29 de junio: Santos Pedro y Pablo, apóstoles Patronos de la Augusta Ciudad de Roma
Unidos en el martirio por amor a Cristo
«Según nos transmitieron los Padres, sabemos que su pasión no se produjo el mismo día, pero el día en que Pablo sufrió el martirio coincidió con el natalicio de Pedro. Por natalicio no entiendo el día en que salió del vientre de su madre hacia la vida terrena, sino aquel en que salió de los lazos del cuerpo hacia la luz de los ángeles.
Por eso, precisamente, se fijó una única fecha para la celebración de la fiesta de ambos. En ello veo un gran signo de concordia: el que fue el último de los Apóstoles se encontró con el primero, que había sido apóstol junto a él, pues fue llamado el mismo día que Pedro, y el mismo día recibió la corona.
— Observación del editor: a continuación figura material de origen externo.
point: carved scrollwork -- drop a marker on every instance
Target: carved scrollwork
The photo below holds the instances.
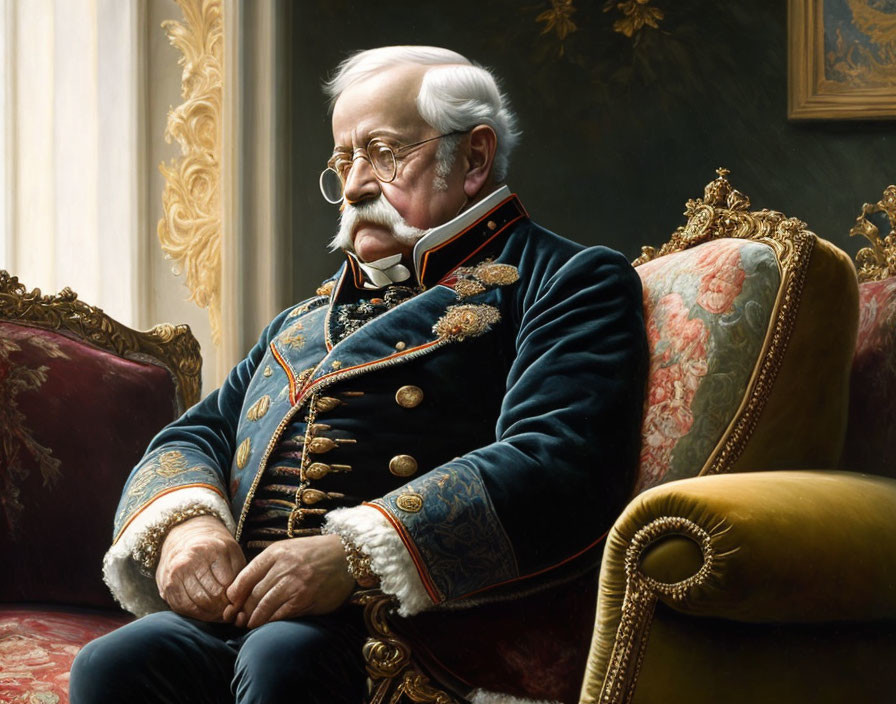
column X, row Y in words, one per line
column 879, row 260
column 639, row 603
column 394, row 677
column 724, row 212
column 174, row 347
column 190, row 231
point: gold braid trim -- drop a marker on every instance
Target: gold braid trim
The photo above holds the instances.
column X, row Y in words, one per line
column 763, row 381
column 359, row 566
column 641, row 594
column 147, row 551
column 724, row 212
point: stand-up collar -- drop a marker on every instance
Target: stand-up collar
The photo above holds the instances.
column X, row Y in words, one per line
column 448, row 246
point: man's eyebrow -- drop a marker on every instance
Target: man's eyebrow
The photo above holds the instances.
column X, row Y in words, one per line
column 379, row 133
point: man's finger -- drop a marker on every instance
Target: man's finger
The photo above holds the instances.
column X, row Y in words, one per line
column 273, row 599
column 246, row 580
column 209, row 582
column 258, row 593
column 221, row 571
column 197, row 593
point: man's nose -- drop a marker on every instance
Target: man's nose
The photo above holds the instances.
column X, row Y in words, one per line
column 360, row 181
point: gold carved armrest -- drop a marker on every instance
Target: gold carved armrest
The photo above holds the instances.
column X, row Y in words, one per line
column 393, row 674
column 170, row 346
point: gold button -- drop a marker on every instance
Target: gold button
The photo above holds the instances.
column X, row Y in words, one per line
column 242, row 453
column 312, row 496
column 410, row 503
column 321, row 445
column 409, row 396
column 403, row 465
column 259, row 408
column 326, row 403
column 317, row 470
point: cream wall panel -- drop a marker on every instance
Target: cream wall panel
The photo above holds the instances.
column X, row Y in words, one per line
column 76, row 153
column 34, row 221
column 168, row 296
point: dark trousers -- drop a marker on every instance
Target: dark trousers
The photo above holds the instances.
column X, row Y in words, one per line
column 168, row 658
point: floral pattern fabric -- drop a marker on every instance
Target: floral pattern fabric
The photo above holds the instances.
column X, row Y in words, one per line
column 707, row 313
column 37, row 648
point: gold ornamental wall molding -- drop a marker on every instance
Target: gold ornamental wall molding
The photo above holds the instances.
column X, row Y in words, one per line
column 190, row 230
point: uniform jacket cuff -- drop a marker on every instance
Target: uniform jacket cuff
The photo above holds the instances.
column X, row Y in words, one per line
column 371, row 533
column 131, row 586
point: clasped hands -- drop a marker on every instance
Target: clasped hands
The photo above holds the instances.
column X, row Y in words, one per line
column 203, row 574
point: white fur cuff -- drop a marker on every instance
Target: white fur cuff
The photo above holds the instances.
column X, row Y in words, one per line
column 134, row 590
column 370, row 532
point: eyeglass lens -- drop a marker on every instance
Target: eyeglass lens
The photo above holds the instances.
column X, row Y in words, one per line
column 381, row 159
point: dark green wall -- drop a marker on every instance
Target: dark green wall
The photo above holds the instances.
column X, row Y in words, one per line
column 617, row 136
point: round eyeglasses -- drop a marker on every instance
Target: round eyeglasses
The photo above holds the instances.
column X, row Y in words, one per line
column 383, row 160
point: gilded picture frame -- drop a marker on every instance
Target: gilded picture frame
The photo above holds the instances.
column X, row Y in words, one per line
column 841, row 59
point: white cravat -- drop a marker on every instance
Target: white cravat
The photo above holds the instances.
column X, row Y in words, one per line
column 385, row 271
column 389, row 270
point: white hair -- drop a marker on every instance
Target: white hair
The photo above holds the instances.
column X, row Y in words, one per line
column 455, row 95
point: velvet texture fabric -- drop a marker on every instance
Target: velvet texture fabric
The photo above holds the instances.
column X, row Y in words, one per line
column 712, row 314
column 532, row 391
column 871, row 434
column 792, row 414
column 799, row 603
column 708, row 312
column 74, row 420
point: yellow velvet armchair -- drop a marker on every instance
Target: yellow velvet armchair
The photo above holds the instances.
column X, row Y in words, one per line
column 772, row 586
column 721, row 581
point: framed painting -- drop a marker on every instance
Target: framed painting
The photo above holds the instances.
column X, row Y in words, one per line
column 841, row 59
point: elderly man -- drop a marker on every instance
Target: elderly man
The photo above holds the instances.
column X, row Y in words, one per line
column 454, row 417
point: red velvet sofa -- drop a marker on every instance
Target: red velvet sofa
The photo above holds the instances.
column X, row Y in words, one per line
column 80, row 398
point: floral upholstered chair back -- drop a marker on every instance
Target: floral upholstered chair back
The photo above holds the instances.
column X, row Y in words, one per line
column 751, row 324
column 80, row 398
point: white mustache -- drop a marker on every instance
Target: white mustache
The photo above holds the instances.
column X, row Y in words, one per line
column 377, row 212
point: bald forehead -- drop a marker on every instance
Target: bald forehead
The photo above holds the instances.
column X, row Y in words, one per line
column 386, row 100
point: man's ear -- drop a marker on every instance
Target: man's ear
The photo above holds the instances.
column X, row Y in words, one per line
column 480, row 159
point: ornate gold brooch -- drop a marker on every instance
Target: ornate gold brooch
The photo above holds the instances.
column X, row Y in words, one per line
column 470, row 320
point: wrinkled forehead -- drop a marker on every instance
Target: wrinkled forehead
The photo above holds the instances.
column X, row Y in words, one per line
column 381, row 105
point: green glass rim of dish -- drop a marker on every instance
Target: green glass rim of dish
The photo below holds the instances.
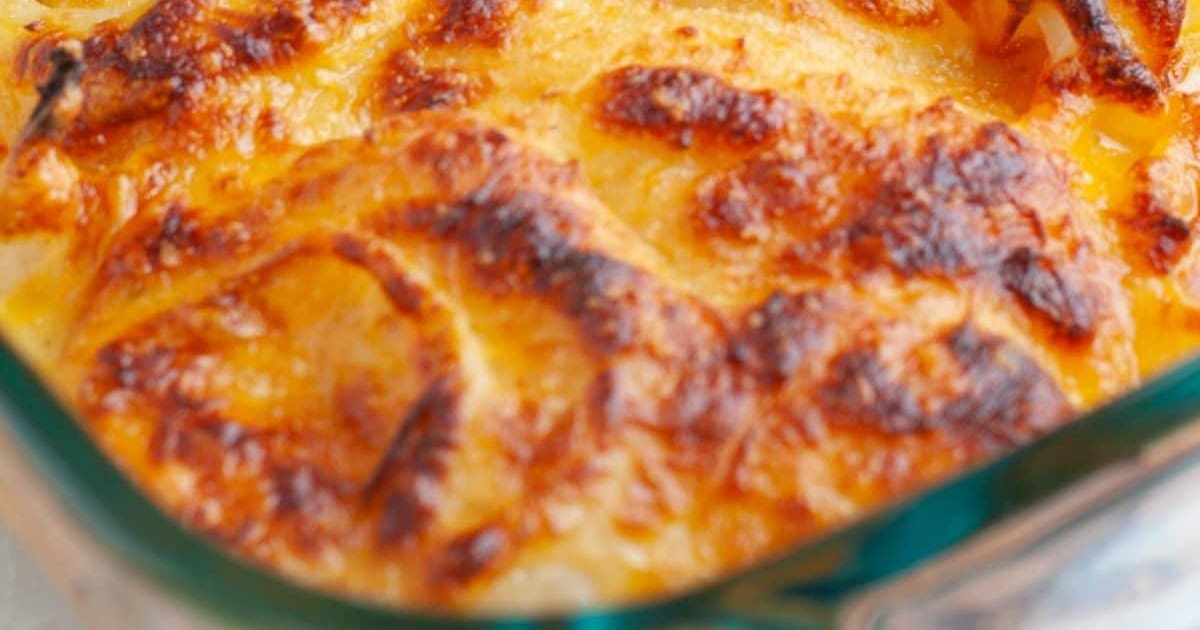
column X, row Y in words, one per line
column 802, row 587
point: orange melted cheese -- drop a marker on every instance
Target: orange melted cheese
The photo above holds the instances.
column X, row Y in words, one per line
column 508, row 304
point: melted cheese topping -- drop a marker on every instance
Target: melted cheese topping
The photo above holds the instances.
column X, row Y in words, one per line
column 499, row 304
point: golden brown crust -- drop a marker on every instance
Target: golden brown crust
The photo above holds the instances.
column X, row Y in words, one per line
column 486, row 304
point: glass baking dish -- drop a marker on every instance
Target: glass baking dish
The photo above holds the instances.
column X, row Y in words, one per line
column 119, row 558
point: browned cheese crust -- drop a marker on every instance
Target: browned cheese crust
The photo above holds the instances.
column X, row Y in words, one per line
column 514, row 304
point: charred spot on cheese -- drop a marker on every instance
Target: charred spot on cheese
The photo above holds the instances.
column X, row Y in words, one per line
column 786, row 334
column 59, row 96
column 1086, row 46
column 1155, row 229
column 526, row 241
column 468, row 556
column 183, row 375
column 407, row 85
column 959, row 204
column 178, row 47
column 1039, row 285
column 473, row 22
column 1110, row 61
column 413, row 463
column 993, row 391
column 685, row 106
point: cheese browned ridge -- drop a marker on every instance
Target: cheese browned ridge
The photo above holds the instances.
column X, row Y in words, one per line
column 533, row 305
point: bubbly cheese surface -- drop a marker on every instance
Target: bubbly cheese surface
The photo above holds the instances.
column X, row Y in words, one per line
column 540, row 304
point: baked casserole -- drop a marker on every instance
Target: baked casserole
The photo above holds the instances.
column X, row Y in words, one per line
column 503, row 305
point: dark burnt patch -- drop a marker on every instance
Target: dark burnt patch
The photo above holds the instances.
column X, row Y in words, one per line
column 1113, row 67
column 1039, row 285
column 469, row 556
column 473, row 22
column 991, row 393
column 413, row 463
column 683, row 106
column 177, row 47
column 523, row 241
column 407, row 85
column 1152, row 229
column 59, row 96
column 786, row 334
column 960, row 207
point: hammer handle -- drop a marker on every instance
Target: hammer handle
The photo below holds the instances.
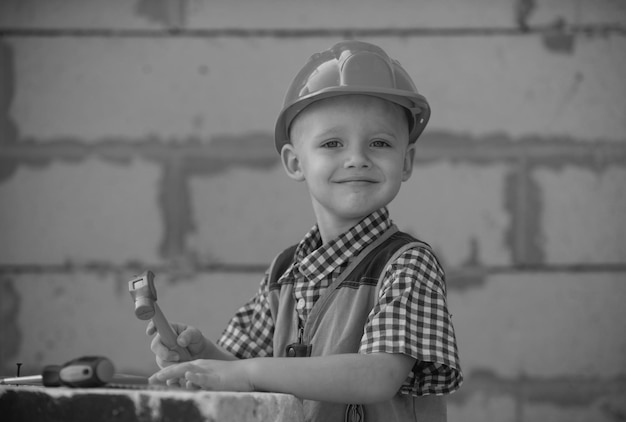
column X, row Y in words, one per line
column 168, row 336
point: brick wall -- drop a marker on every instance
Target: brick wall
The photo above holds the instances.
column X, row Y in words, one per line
column 139, row 135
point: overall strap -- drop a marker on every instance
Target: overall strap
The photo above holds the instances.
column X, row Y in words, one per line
column 321, row 304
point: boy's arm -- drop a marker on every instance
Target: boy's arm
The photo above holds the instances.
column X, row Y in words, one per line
column 347, row 378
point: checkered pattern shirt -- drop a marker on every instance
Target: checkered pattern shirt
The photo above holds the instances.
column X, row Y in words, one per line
column 411, row 316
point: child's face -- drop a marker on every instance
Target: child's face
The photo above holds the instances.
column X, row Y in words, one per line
column 353, row 153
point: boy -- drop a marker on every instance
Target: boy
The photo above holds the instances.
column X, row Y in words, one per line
column 353, row 319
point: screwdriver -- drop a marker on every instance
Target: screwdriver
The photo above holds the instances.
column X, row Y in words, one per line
column 82, row 372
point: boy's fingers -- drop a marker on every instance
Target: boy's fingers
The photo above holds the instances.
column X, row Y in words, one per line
column 162, row 352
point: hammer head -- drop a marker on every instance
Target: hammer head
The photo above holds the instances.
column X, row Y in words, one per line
column 142, row 290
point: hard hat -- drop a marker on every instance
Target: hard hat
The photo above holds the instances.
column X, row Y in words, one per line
column 352, row 67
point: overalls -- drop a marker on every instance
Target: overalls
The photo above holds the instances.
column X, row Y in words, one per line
column 335, row 326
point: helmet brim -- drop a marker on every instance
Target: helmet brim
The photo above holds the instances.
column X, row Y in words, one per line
column 416, row 105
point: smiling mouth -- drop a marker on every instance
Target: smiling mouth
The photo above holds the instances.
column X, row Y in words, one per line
column 356, row 181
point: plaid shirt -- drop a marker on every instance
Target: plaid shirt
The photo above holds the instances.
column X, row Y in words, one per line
column 411, row 316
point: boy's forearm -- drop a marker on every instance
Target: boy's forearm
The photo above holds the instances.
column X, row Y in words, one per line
column 214, row 351
column 348, row 378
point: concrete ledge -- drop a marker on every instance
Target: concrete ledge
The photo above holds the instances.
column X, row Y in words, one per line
column 33, row 404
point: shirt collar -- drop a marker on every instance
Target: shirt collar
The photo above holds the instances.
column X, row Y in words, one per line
column 316, row 261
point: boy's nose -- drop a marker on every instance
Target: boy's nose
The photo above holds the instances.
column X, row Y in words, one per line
column 357, row 158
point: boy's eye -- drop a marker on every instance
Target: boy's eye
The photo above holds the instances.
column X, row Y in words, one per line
column 380, row 143
column 333, row 143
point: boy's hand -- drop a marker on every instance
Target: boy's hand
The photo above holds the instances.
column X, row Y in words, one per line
column 188, row 337
column 207, row 374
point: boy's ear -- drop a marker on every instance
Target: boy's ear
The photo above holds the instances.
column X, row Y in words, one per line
column 407, row 167
column 291, row 162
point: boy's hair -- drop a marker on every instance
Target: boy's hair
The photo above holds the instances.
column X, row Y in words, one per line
column 352, row 67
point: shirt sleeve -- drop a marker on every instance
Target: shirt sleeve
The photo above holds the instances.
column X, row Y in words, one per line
column 250, row 332
column 412, row 318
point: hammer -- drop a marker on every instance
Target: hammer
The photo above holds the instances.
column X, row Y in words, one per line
column 142, row 290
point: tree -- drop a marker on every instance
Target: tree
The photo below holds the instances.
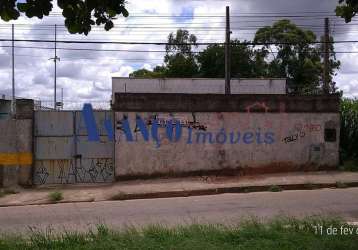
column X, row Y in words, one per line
column 180, row 61
column 347, row 9
column 245, row 62
column 295, row 55
column 80, row 15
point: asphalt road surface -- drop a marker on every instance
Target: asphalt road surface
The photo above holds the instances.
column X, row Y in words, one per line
column 225, row 208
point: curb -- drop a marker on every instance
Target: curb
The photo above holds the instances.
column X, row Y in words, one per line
column 202, row 192
column 243, row 189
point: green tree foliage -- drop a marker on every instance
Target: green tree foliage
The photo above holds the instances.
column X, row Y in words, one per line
column 349, row 129
column 180, row 61
column 284, row 51
column 347, row 9
column 80, row 15
column 292, row 53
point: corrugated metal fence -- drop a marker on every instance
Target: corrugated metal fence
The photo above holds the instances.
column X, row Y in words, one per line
column 63, row 153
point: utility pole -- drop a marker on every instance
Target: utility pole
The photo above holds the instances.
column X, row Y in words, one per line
column 55, row 76
column 227, row 53
column 13, row 98
column 326, row 80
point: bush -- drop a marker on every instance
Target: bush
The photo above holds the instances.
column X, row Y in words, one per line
column 349, row 130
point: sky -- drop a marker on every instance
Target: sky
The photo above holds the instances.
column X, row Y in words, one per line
column 85, row 75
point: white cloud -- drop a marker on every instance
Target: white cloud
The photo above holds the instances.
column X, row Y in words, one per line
column 86, row 75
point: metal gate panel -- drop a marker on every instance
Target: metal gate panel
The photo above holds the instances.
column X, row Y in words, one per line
column 63, row 153
column 54, row 123
column 54, row 148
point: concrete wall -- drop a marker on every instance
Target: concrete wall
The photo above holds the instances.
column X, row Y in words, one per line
column 198, row 86
column 270, row 136
column 15, row 152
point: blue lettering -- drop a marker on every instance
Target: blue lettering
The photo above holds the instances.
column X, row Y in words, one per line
column 248, row 138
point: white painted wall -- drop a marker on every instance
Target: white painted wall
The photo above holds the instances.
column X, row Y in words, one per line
column 269, row 140
column 198, row 86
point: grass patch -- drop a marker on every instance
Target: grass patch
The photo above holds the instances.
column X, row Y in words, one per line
column 350, row 165
column 340, row 184
column 284, row 233
column 275, row 188
column 7, row 192
column 118, row 196
column 310, row 186
column 55, row 196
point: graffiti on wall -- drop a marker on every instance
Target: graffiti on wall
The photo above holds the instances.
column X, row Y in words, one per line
column 174, row 130
column 92, row 170
column 301, row 131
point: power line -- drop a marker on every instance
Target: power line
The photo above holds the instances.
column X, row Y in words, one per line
column 164, row 43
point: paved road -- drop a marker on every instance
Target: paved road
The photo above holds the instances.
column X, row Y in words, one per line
column 226, row 208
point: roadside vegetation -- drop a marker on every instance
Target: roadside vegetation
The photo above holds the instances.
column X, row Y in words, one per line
column 283, row 233
column 349, row 134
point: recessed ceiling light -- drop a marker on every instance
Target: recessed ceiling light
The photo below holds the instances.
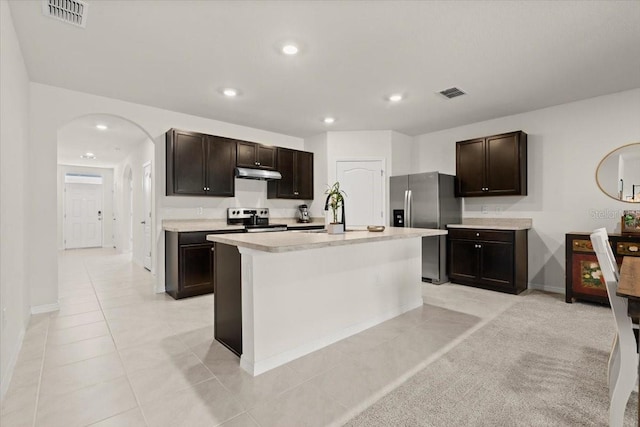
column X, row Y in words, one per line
column 230, row 92
column 290, row 49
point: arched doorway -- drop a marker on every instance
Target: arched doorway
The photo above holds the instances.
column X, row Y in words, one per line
column 118, row 150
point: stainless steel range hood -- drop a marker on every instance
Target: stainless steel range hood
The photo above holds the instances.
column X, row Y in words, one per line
column 264, row 175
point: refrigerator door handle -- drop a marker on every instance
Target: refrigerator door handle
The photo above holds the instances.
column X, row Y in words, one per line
column 408, row 221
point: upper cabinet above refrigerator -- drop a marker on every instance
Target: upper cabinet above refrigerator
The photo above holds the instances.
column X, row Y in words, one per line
column 492, row 166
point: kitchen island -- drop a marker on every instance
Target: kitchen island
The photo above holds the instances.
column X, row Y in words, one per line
column 282, row 295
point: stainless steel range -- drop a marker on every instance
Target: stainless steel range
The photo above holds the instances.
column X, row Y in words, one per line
column 255, row 220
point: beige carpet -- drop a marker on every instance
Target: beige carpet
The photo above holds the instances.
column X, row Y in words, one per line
column 540, row 363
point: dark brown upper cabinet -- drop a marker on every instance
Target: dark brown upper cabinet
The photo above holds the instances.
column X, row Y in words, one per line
column 296, row 168
column 199, row 164
column 492, row 166
column 252, row 155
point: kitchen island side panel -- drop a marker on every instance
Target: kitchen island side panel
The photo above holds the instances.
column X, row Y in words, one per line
column 294, row 303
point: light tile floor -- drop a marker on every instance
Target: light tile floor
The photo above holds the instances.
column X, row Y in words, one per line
column 118, row 354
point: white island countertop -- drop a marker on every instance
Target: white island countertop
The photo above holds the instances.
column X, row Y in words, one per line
column 513, row 224
column 288, row 241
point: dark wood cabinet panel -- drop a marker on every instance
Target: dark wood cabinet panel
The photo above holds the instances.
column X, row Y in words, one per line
column 252, row 155
column 185, row 163
column 188, row 264
column 296, row 168
column 199, row 164
column 496, row 263
column 304, row 175
column 228, row 301
column 488, row 259
column 266, row 157
column 197, row 263
column 583, row 276
column 221, row 155
column 492, row 166
column 463, row 259
column 470, row 167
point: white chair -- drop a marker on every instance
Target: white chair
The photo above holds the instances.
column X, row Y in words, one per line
column 623, row 360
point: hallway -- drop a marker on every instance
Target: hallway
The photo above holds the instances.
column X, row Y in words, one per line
column 118, row 354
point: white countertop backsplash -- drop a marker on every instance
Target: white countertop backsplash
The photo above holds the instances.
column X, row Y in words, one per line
column 214, row 224
column 495, row 223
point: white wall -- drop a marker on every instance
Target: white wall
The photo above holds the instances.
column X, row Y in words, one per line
column 52, row 108
column 107, row 201
column 142, row 154
column 403, row 149
column 565, row 145
column 631, row 176
column 14, row 129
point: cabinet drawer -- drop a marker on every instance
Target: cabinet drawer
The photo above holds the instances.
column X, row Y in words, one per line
column 582, row 245
column 481, row 234
column 628, row 248
column 192, row 237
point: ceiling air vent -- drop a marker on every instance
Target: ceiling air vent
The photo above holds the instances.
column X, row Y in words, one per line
column 73, row 12
column 452, row 92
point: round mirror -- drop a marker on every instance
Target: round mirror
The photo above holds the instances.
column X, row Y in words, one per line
column 618, row 174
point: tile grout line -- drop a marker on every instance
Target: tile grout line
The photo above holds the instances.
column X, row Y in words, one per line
column 126, row 374
column 44, row 354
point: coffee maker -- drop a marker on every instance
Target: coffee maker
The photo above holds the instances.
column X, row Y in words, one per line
column 303, row 213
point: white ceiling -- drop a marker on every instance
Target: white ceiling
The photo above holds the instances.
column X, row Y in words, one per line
column 110, row 146
column 510, row 56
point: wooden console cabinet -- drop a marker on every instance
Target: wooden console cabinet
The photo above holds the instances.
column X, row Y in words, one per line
column 582, row 268
column 488, row 258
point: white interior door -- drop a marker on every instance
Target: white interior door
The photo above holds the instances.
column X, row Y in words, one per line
column 146, row 222
column 83, row 215
column 363, row 182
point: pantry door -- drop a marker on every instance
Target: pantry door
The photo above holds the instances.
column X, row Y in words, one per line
column 82, row 215
column 363, row 181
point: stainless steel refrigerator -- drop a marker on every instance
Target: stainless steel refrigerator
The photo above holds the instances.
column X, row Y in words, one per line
column 426, row 200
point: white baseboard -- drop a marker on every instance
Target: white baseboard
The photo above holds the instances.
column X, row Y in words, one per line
column 45, row 308
column 4, row 385
column 547, row 288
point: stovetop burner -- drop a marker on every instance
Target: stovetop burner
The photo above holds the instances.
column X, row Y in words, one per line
column 253, row 219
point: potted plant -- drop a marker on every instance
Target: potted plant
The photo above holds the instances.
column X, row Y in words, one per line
column 335, row 201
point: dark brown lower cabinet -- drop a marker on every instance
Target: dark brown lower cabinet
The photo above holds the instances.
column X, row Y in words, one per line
column 490, row 259
column 228, row 301
column 188, row 264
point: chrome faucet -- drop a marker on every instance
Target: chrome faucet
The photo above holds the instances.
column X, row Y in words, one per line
column 326, row 208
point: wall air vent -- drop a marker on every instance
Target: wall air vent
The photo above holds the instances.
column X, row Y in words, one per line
column 452, row 92
column 73, row 12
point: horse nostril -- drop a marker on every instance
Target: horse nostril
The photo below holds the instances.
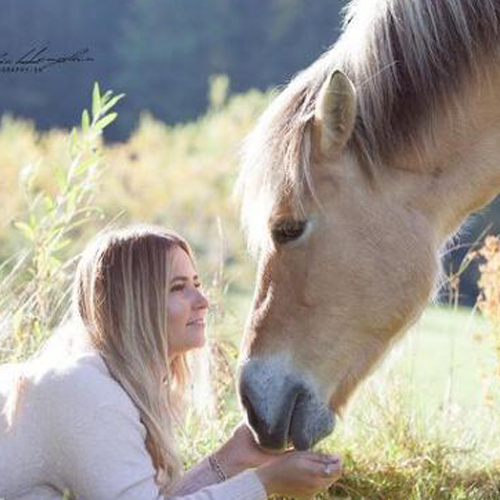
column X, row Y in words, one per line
column 252, row 416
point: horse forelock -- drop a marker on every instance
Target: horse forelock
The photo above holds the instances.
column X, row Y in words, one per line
column 408, row 60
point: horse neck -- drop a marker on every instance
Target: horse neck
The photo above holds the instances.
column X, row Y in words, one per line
column 462, row 169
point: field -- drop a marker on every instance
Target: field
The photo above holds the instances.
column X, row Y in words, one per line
column 424, row 426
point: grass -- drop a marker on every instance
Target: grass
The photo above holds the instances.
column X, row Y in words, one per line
column 420, row 428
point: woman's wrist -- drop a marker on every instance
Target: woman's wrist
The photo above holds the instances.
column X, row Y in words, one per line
column 230, row 461
column 266, row 479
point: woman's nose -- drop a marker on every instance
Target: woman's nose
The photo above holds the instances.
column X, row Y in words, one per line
column 201, row 300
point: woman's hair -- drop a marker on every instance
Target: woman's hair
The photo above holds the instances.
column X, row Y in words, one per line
column 120, row 296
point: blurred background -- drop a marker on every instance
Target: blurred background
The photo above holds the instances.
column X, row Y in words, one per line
column 179, row 120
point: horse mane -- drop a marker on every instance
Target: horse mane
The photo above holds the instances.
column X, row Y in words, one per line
column 407, row 58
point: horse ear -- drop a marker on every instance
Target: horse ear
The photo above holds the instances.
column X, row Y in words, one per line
column 335, row 112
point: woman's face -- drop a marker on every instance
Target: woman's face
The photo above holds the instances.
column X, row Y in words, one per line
column 187, row 307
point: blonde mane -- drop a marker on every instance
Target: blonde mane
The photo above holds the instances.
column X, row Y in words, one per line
column 407, row 59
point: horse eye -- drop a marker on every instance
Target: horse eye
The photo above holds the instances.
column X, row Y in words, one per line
column 288, row 230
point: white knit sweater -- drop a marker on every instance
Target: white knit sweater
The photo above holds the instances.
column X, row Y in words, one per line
column 78, row 430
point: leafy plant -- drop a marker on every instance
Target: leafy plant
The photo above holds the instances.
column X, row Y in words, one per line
column 34, row 284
Uno fue elegido antes de la Pasión, el otro después de la Ascensión: desiguales en el tiempo, pero iguales en la felicidad eterna. Uno fue hecho apóstol siendo pescador; el otro, perseguidor. En el primero fue escogido lo débil del mundo para confundir a los fuertes; en el otro, sobreabundó el pecado para que sobreabundara la gracia. En ambos fue grande la gracia de Dios y resplandeció su gloria, pues Dios no halló méritos en ellos, sino que los creó».
(San Agustín, Sermón 381, En el natalicio de los apóstoles Pedro y Pablo)
Pedro y Pablo no pueden separarse: son los dos pilares de la Iglesia. La tradición cristiana los ha celebrado siempre juntos, nunca el uno sin el otro. La Iglesia de Roma mantiene con estos dos Apóstoles un vínculo especial, pues fueron testigos directos de la vida de Jesús.
Pedro era galileo, un pescador que vivía en Cafarnaúm, junto al lago de Tiberíades, reconocible por su acento. Pablo, en cambio, era judío de la diáspora, nacido en Tarso (Asia Menor), fariseo de formación y ciudadano romano: un hecho poco común en su época.
Sus vidas cambiaron radicalmente al encontrarse con Jesús. Pedro —entonces llamado Simón— escuchó estas palabras: «Tú eres Simón, hijo de Juan; tú te llamarás Cefas (es decir, Pedro)» (Jn 1, 42). Dejó su barca, la pesca y a su familia para seguir al Maestro. Pablo —conocido entonces como Saulo— oyó la voz de Cristo: «Saulo, Saulo, ¿por qué me persigues?» (Hch 9, 4) y, de perseguidor de cristianos, pasó a ponerse al servicio de los Apóstoles.
Pedro recibió, por revelación del Espíritu Santo, el reconocimiento pleno de quién era Jesús: «Tú eres el Cristo, el Hijo de Dios vivo» (Mt 16, 16). Pablo fue arrebatado al cielo y tuvo una visión mística en la que escuchó palabras que no pueden ser expresadas con lenguaje humano.
Pedro, a pesar de haber negado a Jesús durante su Pasión, se arrepintió y le declaró: «Señor, tú lo sabes todo, tú sabes que te amo». Pablo, que había perseguido a los cristianos, se transformó por completo: «Ya no soy yo quien vive, sino que es Cristo quien vive en mí» (Gal 2, 20).
A Pedro le fue confiada la guía de la Iglesia: «Tú eres Pedro, y sobre esta piedra edificaré mi Iglesia» (Mt 16, 18). Pablo se convirtió en el Apóstol de los gentiles, el gran anunciador del Evangelio a los pueblos no judíos.
Ambos murieron mártires en Roma por amor a Cristo: Pedro fue crucificado, Pablo decapitado.
Pedro, representado simbólicamente con las llaves, y Pablo, con la espada, han estado siempre unidos en la misión de la Iglesia, en la liturgia y en el arte.